G53A-07:
Estimation and Mitigation of Thermal Expansion Phase in Persistent Scatterer Interferometry in an Urban Environment
Abstract:
Mapping of surface deformation using Interferometric SAR requires estimation and removal of phase from different sources including topographic phase and variations in path delay due to propagation through the ionosphere and atmosphere. One additional term that is particularly relevant in urban environments is the differential phase due to thermal expansion of structures. Uncorrected, the thermal expansion phase leads to loss of persistent scatterers, especially in the upper part of tall buildings, and large errors in the deformation time series. The objective of our work was to estimate and mitigate the thermal expansion phase such that the PSI solution can include tall buildings that have significant thermal phase signatures as well as improving the accuracy for all scatterers affected by thermal effects.In the first order approximation the thermal expansion depends linearly on the temperature difference as well as on the length of the object with a material dependent thermal expansion coefficient. Both the material dependent coefficient and the effective object length are typically not well known for a persistent scatterer. Applying for each scatterer a linear regression with respect to the temperature difference on the stack of residual phases that include the thermal phase, permits determination of a thermal sensitivity parameter β (radians/degree C) and an intercept. The temperature phase model can then be applied to subtract a thermal phase term. The temperature phase model can also be extended by interpolation to points not yet included in the solution allowing the PS solution to extend to structures previously not part of the solution.

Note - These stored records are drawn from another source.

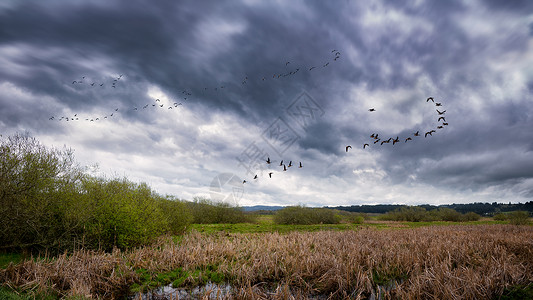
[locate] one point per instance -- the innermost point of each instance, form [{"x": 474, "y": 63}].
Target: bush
[
  {"x": 37, "y": 186},
  {"x": 448, "y": 214},
  {"x": 500, "y": 217},
  {"x": 46, "y": 201},
  {"x": 205, "y": 211},
  {"x": 519, "y": 217},
  {"x": 471, "y": 216},
  {"x": 407, "y": 213},
  {"x": 300, "y": 215}
]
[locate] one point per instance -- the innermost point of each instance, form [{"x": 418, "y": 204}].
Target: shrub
[
  {"x": 519, "y": 217},
  {"x": 36, "y": 193},
  {"x": 176, "y": 213},
  {"x": 407, "y": 213},
  {"x": 500, "y": 217},
  {"x": 300, "y": 215},
  {"x": 205, "y": 211},
  {"x": 448, "y": 214},
  {"x": 46, "y": 201},
  {"x": 471, "y": 216}
]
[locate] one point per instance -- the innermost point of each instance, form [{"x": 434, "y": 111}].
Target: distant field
[
  {"x": 265, "y": 223},
  {"x": 469, "y": 260}
]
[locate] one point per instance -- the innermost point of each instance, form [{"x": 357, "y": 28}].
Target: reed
[{"x": 435, "y": 262}]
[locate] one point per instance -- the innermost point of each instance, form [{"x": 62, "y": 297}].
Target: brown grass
[{"x": 439, "y": 262}]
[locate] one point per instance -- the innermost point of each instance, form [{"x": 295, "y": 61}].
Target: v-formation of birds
[
  {"x": 281, "y": 164},
  {"x": 376, "y": 139},
  {"x": 186, "y": 93}
]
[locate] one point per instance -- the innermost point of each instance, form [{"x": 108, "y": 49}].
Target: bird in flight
[{"x": 395, "y": 140}]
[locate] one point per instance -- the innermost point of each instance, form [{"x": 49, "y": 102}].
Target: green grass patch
[
  {"x": 518, "y": 292},
  {"x": 177, "y": 278},
  {"x": 7, "y": 293},
  {"x": 6, "y": 258}
]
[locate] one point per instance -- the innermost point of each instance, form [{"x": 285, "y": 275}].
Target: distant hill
[
  {"x": 484, "y": 209},
  {"x": 262, "y": 207}
]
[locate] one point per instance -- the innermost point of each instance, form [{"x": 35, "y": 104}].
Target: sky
[{"x": 193, "y": 97}]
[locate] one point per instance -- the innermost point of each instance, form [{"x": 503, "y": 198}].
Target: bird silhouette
[{"x": 395, "y": 140}]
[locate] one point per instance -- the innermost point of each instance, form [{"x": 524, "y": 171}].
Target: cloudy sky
[{"x": 192, "y": 97}]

We present an analysis of the thermal expansion phase signal for a stack of 48 TerraSAR‑X 2m resolution stripmap mode scenes acquired over Barcelona, Spain during the period 2007-Dec-30 to 2011-Nov-07. Maps of the residual phase before and after correction for thermal expansion as well as the thermal expansion parameter are presented (see Figures 1 and 2), confirming a significant improvement in the spatial coverage and quality.